Growing up in Baltimore we had a local, family-owned chain of grocery stores, “Mars Supermarket”. I loved Mars. The deli and bakery were top notch and I still get a craving for the donuts made fresh on the weekends. What I remember most about Mars were the deli salads. Macaroni, potato, chicken, tuna… all with many different varieties to choose from. Sadly, a few years ago they sold out to a big chain. On my last trip to Baltimore, I found myself pining with nostalgic heartbreak for the Mars deli. These kind of stores are fading from sight in many towns and it’s a shame because they are treasures.
In Tennessee, we have a similar grocery store that reminds me a lot of Mars. Ingles Market. It represents Knoxville well and it’s my go-to place to shop. Ingles Market doesn’t have a deli or bakery even comparable to Mars, (at least not in my mind) but Ingles has a chicken salad that fulfills the deep longing in my soul when I crave a good old fashioned, country style chicken salad. Ingles chicken salad on a cracker is divine. But, Ingles chicken salad is expensive.
So I set out to make my own for those times we are on a budget. This recipe is a close match. Not quite but very close. I made it with the boiled chicken that I used to make our chicken stock. I used Duke’s mayo. You have to use Duke’s mayo. Everyone has to use Duke’s mayo. I also have added light brown sugar to this recipe in the past, but I prefer it without. But some may prefer that sweet touch. This chicken salad is my homage to those family-owned, local grocery store deli’s. Comforting and delicious.

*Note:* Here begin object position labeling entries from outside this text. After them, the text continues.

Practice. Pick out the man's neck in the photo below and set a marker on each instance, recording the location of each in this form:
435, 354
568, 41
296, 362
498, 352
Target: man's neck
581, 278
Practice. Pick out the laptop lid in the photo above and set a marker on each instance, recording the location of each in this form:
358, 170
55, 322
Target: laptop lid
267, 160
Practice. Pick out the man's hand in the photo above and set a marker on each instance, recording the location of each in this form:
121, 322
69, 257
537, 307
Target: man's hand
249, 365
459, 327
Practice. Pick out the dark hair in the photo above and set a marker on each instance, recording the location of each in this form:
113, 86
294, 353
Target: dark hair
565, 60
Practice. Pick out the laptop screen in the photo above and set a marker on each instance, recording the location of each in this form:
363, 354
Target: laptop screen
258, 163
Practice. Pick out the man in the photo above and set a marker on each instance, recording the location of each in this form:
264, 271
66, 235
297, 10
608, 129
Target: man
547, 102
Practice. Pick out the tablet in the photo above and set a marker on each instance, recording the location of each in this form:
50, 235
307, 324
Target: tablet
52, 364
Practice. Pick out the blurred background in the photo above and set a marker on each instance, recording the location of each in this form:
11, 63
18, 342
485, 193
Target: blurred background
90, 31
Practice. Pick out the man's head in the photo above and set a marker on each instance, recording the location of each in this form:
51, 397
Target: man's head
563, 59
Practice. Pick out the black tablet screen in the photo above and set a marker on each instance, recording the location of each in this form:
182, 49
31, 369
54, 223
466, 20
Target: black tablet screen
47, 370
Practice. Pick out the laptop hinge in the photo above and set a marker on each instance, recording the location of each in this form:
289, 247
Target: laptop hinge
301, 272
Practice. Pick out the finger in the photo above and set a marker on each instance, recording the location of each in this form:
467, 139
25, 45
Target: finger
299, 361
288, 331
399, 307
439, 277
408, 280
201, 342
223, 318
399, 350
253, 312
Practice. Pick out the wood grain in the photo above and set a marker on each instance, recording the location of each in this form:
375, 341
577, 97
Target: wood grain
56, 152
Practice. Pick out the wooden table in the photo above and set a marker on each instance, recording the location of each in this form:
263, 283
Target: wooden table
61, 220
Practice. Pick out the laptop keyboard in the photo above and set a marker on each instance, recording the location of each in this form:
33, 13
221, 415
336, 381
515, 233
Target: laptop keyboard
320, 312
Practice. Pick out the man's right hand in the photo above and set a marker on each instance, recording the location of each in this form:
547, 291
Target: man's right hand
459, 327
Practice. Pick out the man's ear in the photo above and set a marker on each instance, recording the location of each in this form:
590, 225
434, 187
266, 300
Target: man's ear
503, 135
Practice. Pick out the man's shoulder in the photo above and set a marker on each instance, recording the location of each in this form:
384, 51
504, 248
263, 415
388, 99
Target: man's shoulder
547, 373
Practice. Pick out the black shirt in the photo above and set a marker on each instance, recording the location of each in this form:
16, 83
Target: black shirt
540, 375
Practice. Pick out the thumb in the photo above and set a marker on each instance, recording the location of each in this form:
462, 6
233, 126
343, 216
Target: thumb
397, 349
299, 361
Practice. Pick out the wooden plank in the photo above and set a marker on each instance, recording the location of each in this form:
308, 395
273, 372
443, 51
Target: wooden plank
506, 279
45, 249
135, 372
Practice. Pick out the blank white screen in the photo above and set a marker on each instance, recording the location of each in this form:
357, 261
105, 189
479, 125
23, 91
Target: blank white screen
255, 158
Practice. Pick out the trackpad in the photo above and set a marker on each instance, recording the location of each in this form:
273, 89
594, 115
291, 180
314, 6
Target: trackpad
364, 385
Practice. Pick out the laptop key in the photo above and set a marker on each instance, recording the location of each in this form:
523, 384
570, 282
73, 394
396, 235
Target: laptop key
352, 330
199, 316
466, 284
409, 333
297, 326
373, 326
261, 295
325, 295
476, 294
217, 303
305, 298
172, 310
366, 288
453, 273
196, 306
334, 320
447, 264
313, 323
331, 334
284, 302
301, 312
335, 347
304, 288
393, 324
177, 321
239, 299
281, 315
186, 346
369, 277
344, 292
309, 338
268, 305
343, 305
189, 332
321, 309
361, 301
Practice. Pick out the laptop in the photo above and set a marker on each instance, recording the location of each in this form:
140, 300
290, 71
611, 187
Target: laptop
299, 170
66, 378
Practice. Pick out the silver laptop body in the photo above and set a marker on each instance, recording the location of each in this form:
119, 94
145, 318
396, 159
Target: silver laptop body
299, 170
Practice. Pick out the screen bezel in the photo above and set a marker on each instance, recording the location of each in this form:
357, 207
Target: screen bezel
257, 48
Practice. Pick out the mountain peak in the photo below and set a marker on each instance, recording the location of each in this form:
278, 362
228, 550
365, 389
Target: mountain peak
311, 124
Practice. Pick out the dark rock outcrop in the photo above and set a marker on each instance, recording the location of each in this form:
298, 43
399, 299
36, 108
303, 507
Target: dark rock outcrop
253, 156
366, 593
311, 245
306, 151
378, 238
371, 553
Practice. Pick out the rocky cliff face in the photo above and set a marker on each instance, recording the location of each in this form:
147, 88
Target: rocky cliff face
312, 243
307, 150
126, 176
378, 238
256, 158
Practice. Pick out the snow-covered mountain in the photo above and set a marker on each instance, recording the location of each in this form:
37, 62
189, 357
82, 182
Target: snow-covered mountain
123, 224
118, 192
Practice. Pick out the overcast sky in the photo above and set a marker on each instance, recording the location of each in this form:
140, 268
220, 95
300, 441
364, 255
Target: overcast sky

A tablespoon of quality organic buttermilk creates a subtle tang and is the main reason this salad is described as “country style”. The capers add another layer of savory depth, although capers are definitely optional. Tangy, savory and true comfort food on a sunny afternoon or midnight snack.
Country Style Chicken Salad
This chicken salad is my homage to family-owned, local grocery store deli’s. Comforting and delicious. A tablespoon of quality organic buttermilk creates a subtle tang and is the main reason this salad is described as “country style”. The capers add another layer of savory depth, although capers are definitely optional. Tangy, savory and true comfort food on a sunny afternoon or midnight snack.
- 2 cups cooked shredded chicken
- 1/2 yellow onion, finely diced
- 1 stalk of celery finely dice , leaves included
- 2 tbsp capers (optional)
- 1 tbsp good quality buttermilk
- 1/2 cup Duke’s mayonnaise
- 1 tsp sea salt (fine)
- 1 tsp black pepper
- 1 tsp light brown sugar (optional)
- Add onion, celery and capers to chicken.
- Mix in mayo until well moistened.
- Add light brown sugar if desired and mix well.